Car bombing injures civilians in north Syria's Kurdish-majority city of Afrin

At least six civilians were wounded in a car bombing in Syria’s northwest city of Afrin that has been under the control of Turkish-backed militias for just over two years, local sources said on Saturday.

AFRIN, Syria (Kurdistan 24) – At least six civilians were wounded in a car bombing in Syria’s northwest city of Afrin that has been under the control of Turkish-backed militias for just over two years, local sources said on Saturday.

The explosion occurred near a recently established bridge in the center of Afrin city, by a vehicle-borne improvised explosive device (VBEID) attached to a Suzuki car, the Syria-based war monitor Afrin Post reported.

Two of those injured were reported in critical condition, one of them a Kurdish worker in a juice shop nearby, the monitor said.

“The Turkish-backed armed groups which occupied the city in March 2018 have told people at the explosion site that Kurdish-led Syrian Democratic Forces (SDF) have carried out the explosion, but people nearby said the explosion was due to infighting among the Turkish-backed groups,” an activist living in Afrin told Kurdistan 24 on condition of anonymity.

The activist added that dozens of Turkish-backed militia members left Afrin and headed to Idlib because their salaries have been cut by Turkish authorities in the past two months.

“The security situation of the city was disturbed as one group called the Turkish-backed police asked other militant groups to stay in Afrin, but the latter refused and headed to Idlib and this resulted in some infighting among the groups, including sporadic clashes and the car bomb explosion today,” the activist added.

On April 8, another explosion occurred in which three civilians were injured when an oil tank was blown apart by an IED attached to the tank in the Ashrafiyah neighborhood.  

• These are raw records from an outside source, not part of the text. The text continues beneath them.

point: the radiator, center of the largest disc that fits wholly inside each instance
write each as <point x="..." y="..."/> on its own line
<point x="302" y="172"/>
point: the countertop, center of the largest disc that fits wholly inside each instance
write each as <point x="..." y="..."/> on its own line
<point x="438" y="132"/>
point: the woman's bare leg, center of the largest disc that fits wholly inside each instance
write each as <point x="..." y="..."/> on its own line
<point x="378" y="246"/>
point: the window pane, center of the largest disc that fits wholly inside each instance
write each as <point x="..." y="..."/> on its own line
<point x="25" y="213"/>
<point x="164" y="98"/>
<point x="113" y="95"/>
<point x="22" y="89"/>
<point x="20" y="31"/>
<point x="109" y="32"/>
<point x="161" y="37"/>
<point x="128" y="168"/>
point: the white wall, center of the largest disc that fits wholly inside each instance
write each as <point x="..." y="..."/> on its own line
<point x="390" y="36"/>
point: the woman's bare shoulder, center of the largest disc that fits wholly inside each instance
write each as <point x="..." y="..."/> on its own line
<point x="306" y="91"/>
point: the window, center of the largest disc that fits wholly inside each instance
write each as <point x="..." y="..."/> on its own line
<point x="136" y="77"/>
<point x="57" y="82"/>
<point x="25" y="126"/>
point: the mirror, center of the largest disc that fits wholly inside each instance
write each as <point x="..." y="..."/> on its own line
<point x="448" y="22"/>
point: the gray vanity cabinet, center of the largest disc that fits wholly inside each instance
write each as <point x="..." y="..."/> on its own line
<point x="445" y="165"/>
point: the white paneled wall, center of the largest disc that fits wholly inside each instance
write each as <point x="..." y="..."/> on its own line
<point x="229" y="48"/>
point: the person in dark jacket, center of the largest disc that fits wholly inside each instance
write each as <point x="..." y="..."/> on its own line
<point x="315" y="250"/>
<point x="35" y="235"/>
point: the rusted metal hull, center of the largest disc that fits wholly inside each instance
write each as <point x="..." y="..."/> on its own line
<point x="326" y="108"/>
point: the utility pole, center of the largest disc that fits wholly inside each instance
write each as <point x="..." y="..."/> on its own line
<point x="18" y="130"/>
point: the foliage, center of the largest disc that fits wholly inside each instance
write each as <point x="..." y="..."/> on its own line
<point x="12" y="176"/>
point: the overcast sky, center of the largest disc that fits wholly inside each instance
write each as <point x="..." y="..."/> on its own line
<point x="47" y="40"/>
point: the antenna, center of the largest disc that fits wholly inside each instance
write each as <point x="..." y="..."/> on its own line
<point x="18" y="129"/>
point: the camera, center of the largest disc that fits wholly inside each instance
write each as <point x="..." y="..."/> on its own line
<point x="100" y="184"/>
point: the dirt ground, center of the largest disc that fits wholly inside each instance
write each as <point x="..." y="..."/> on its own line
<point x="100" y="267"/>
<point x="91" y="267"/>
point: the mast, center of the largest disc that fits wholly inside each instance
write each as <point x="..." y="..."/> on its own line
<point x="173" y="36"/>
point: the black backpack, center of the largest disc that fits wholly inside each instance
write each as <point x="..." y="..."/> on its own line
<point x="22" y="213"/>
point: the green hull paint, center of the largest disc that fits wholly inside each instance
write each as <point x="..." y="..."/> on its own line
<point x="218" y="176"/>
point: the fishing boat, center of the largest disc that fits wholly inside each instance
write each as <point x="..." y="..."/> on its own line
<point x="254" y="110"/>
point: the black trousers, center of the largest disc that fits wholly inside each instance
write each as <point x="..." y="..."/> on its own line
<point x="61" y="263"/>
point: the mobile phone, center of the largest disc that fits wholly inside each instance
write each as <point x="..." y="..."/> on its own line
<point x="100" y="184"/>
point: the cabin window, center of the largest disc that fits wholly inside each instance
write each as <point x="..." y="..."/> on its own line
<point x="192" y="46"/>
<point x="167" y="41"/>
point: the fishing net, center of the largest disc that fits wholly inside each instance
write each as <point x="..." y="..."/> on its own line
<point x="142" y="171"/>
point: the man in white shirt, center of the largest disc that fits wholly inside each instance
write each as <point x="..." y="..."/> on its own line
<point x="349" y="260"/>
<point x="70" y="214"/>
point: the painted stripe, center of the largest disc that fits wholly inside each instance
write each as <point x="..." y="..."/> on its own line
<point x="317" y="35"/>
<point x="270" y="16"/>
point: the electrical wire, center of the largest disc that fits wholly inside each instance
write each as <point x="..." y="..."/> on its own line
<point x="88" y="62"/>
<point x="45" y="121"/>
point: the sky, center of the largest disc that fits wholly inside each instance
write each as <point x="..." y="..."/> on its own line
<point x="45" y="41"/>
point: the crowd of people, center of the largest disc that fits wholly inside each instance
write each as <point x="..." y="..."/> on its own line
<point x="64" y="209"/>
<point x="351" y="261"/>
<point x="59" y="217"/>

Activists in the city claimed that the explosions were planned by the Turkish-backed groups with the aim of spreading confusion and panic among the indigenous Kurdish residents of Afrin in order to cause them to leave the area as part of their greater anti-Kurdish program of ethnic cleansing.

Multiple human rights organizations and media outlets have documented multiple credible claims that, since the occupation of Afrin began in March 2018, Turkish-backed armed groups have regularly committed various violations and war crimes, primary among them ethnic cleansing, kidnapping, extortion, murder, rape, and the looting and destruction of property.

In February 2019, the United Nations’ Independent International Commission of Inquiry on Syria released a report charging that armed groups in Afrin were guilty of war crimes including “hostage-taking, cruel treatment, torture, and pillage.” It stated that “the most common violations perpetrated in Afrin involved frequent abductions by armed groups and criminal gangs.”

Read More: UN report suggests Turkish-backed groups commit war crimes in Afrin

As recently as early March of this year, the commission again released evidence that it had found reasonable grounds to believe that the militias “perpetrated the war crime of murder and repeatedly committed the war crime of pillaging, further seriously contravening the right to enjoyment of possessions and property.”

Currently, over 100,000 residents are still estimated to be in the area, living under the harsh security and economic conditions that they have faced since Turkey took control of the Kurdish-majority region.